Many other factors also contribute to the gulf in obesity levels between the rich and poor. For example, whilst the rich can easily afford the time and expense of going to the gym – and even employing a personal trainer – such luxuries are out of reach for the poorest.
Many sports and exercise activities in general, meanwhile, involve high up-front costs or facility fees. Expensive hobbies like cycling and climbing, for example, have become more popular amongst better-paid people in recent years. But such activities are either out of reach for people on low-incomes, or are simply unavailable in working-class areas.
It comes as no surprise that the Tories have no solutions to this growing problem. Earlier this year, for example, the Tory government delayed measures to curb the promotion and advertising of junk foods to children. Clearly they are reluctant to do anything that would eat into the profits of the big food companies.
One idea being floated as a fix to the obesity crisis is for the government to impose a high tax on salt and sugar. It is hoped that by doing so, this would encourage food manufacturers to cut down on these ingredients.

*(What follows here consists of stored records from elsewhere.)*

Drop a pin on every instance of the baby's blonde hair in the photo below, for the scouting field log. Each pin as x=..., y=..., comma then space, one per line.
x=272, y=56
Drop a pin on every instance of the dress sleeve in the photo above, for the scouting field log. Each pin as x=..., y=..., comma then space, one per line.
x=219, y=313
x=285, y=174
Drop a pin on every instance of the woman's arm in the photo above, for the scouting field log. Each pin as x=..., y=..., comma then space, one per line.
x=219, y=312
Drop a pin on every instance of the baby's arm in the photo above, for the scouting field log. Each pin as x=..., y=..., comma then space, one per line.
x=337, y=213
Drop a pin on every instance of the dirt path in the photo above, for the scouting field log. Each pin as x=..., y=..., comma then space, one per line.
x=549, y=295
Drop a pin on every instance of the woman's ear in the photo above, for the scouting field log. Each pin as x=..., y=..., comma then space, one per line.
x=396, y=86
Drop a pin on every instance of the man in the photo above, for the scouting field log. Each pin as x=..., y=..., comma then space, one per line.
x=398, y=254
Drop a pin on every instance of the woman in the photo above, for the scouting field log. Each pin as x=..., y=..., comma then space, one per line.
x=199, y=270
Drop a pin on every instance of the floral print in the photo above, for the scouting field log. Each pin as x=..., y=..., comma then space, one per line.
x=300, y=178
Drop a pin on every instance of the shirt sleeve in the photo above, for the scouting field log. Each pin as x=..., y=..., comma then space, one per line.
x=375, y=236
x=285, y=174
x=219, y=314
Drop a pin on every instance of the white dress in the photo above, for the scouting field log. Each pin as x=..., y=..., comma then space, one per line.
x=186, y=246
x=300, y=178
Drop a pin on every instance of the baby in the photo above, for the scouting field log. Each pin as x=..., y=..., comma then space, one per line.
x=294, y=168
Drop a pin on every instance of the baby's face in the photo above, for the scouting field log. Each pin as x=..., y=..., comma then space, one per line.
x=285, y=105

Indeed, this was one of the main proposals put forward by a government-commissioned review into England’s ‘food strategy’.
Whilst this may result in some recipes being tweaked, however, the overall impact of such a move would be to increase the price of cheap foods, as the manufacturers attempt to pass on their costs.
This is therefore a regressive tax that would simply hammer the already stretched incomes of workers already harder, and as such must be opposed.
In the end, the government rejected this idea of a sugar tax, saying they didn’t want to increase food prices whilst incomes are already squeezed. No doubt they are also reluctant to do anything that interferes with the ability of the big food companies to rake in profits.
Instead, the Tories ‘solution’ to the obesity crisis is simply to blame individuals for their ‘poor’ lifestyle choices. Indeed, former health secretary Savid Javid simply urged people to “take responsibility” for their weight. Former PM Boris Johnson, meanwhile, stated that “the best way to lose weight, believe me, is to eat less”.
But if obesity is simply a question of willpower, how is it that there was virtually no obesity in Britain 50 years ago?
As ever, all that the Tories can offer is to blame individuals for the failings of the capitalist system.
The obesity crisis could be easily solved, however, if only the profit motive were removed from the food and fitness industries.
By taking over the big food producers and distributors, as part of a National Food Service, run under public ownership and democratic workers’ control, we could ensure that supermarket shelves are stocked with affordable, nutritious food for those wishing to cook at home or grab a bite to eat.
At the same time, by nationalising the big restaurant and fast-food chains, public canteens could be set up in workplaces and communities, providing healthy meals that are accessible to all, and thereby freeing people from the burden of domestic labour.
Finally, the big gym chains and leisure centres should be taken into public ownership, giving working-class communities free access to exercise. And there should be mass investment in public spaces and facilities for communal sports and activities – starting in schools, but continuing throughout life.
Combined with a reduction in the working week, with no loss of pay, everyone could enjoy the option and ability to keep fit.
In the final analysis, these measures could only be achieved under a democratically-planned economy – with production based on needs, not profits, and with the working class taking power into its hands – as part of the socialist transformation of society.
Until then, healthy food and exercise will increasingly be a luxury that is out of reach for millions of people.